DNA was extracted from sputum using QIAamp DNA midi kit (Qiagen). Tumor somatic mutations were investigated by target-sequencing using a custom Ion Ampliseq™ Panel (ThermoFisher Scientific), containing hotspot regions of 14 genes frequently mutated in solid tumors (including EGFR). Multiplex amplification was performed with 10 ng of DNA using Multiplex PCR Master Mix (Qiagen) and high-throughput sequencing was performed using Ion Proton platform. Somatic mutations were considered if the variant allele was present in more than 0.5% of the reads, considering a minimum coverage depth of 20,000X. A medium coverage of 172,524X was obtained in the five samples.

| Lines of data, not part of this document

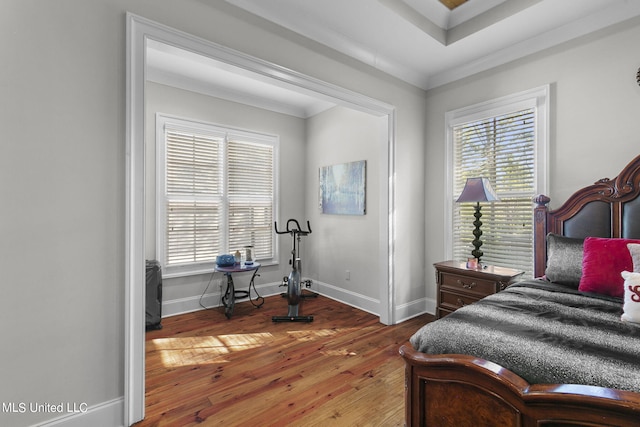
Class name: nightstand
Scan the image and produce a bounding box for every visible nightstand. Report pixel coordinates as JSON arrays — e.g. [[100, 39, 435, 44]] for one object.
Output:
[[433, 261, 523, 319]]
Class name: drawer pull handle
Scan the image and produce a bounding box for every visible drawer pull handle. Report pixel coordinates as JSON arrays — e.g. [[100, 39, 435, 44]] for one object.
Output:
[[458, 279, 476, 289]]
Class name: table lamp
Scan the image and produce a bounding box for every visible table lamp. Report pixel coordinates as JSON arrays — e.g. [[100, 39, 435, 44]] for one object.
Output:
[[456, 177, 500, 265]]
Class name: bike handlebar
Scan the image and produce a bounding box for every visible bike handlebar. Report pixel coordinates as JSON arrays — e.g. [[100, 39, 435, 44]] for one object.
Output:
[[273, 218, 311, 236]]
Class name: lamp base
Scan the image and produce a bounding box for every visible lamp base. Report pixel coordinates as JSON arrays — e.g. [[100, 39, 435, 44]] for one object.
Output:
[[471, 202, 484, 264]]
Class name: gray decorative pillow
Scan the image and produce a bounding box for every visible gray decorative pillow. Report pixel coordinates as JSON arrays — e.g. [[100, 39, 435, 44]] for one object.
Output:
[[627, 243, 640, 273], [545, 233, 584, 288]]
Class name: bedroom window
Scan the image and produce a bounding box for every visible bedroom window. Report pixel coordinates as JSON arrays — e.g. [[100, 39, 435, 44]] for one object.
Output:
[[156, 114, 278, 277], [446, 86, 549, 277]]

We detected mutations in 3 out of 5 sputum samples of patients with previously known driver mutations (two exon 19 deletions and one exon 18 G719A in EGFR). The highest frequency was detected in the only patient with spontaneous sputum collection (23%).The other two mutations were detected in low frequencies (0.5 and 0.6%) in samples derived from sputum induction. We found T790M in one patient positive for T790M in ctDNA isolated from plasma.
These preliminary findings indicate that driver mutations can be identified in sputum routinely obtained from sputum samples. Thus, the ability to examine sputum might provide a convenient source of sampling and may be adapted for future large-scale screening.